Since coming to UAMS in 2014, Goree has worked tirelessly through multiple channels both at UAMS and in the community to combat the opioid epidemic in Arkansas, which has one of the nation’s highest prescribing rates. While opioids are a necessary health intervention that provide a lot of benefit when used properly, over prescribing has caused harm and death.

“This is definitely an honor,” Goree said. “I’m lucky to work with the best team of doctors, nurses, radiologic techs and personnel in the state, if not the country.”

Goree said he is appreciative of the support from the Department of Anesthesiology and its leadership under Jill Mhyre, M.D., and Brooks Gentry, M.D., the leadership of  J.D. Day, M.D, and the support of Chancellor Cam Patterson, M.D., MBA, College of Medicine Dean Christopher T. Westfall, M.D., and UAMS Medical Center CEO Steppe Mette, M.D.

“Looking forward, I’m eager to continue our work to bring cutting edge pain care to the state and decrease the opioid over-prescription that increases illness and death in Arkansas.”

In addition to treating patients with innovative approaches to pain care, Goree has fought the opioid crisis on several fronts, such as administrative leadership, education, outreach and research.

He serves as chair of the UAMS Opioid Stewardship Committee, which works to provide safe and effective pain care at UAMS. The committee evaluates prescription patterns, provides education, promotes evidence-based treatments for chronic pain, and facilitates harm reduction and treatment for patients with substance use disorder.

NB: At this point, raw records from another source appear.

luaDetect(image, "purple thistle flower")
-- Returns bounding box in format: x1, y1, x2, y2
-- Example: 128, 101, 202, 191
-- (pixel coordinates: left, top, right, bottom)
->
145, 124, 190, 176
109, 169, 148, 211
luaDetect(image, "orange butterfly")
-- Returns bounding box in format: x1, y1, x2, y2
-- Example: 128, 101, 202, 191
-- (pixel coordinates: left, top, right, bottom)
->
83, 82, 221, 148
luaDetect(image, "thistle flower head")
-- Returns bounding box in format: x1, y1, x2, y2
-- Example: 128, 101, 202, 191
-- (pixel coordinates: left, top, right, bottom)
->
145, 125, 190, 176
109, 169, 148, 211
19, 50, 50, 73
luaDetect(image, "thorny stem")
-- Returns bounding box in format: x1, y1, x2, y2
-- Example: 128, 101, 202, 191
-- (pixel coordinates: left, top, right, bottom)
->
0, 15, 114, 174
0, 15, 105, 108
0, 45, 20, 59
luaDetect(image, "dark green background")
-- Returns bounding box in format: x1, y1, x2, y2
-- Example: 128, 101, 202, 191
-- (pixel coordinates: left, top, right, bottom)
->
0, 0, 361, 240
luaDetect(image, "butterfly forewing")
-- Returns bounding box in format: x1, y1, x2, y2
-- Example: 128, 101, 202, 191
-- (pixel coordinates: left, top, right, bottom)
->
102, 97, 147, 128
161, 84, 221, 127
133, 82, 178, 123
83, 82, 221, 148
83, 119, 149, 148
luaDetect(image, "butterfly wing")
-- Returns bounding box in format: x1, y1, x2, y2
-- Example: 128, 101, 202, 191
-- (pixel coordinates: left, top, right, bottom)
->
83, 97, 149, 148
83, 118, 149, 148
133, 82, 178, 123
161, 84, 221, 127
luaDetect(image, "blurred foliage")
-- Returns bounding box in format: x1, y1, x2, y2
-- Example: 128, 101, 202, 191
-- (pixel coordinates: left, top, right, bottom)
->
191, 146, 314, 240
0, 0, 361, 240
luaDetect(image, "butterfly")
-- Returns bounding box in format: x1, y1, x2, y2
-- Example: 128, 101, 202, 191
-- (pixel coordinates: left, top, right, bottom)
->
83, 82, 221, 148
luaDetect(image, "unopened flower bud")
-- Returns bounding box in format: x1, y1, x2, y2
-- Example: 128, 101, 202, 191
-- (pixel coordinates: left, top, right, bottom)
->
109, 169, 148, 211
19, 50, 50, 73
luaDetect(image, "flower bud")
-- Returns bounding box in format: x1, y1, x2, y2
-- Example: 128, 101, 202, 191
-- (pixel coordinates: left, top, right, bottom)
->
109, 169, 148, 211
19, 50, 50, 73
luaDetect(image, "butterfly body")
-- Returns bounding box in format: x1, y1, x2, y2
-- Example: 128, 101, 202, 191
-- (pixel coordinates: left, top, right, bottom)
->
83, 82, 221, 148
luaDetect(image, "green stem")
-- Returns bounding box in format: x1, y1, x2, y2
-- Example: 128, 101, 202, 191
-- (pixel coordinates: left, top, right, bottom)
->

Goree is the founder and course director of the Arkansas Pain Management Symposium, an annual conference designed to provide high-quality continuing education to an interprofessional audience to improve chronic pain treatment in the state. An average of 150 people attended each of the first two symposiums, including Attorney General Leslie Rutledge and Kirk Lane, director of the Arkansas Drug Task Force.

He is also a member UAMS AR-Impact (Improving Multi-disciplinary Pain Care and Treatment), a program designed to educate health care professionals through free, live weekly teleconferences about solving tough pain management cases.

Goree is also contributing to the knowledge base for opioid education and best practice and has received two grants through the UAMS Translational Research Institute to help. With one grant, Goree is studying whether a short educational video will lead to a decrease in chronic opioid use after surgery. Patients watch a video around the time of their surgery that discusses risks, benefits, alternatives and safe disposal of opioids.

The second grant is through the Implementation Science Scholar Program. He is studying how to implement new practice guidelines, and more specifically, promote safe opioid prescribing through the post-surgical phase.

In addition, Goree is training the next generation of chronic pain specialists. He is fellowship director of the first accredited chronic pain physician training program in the state.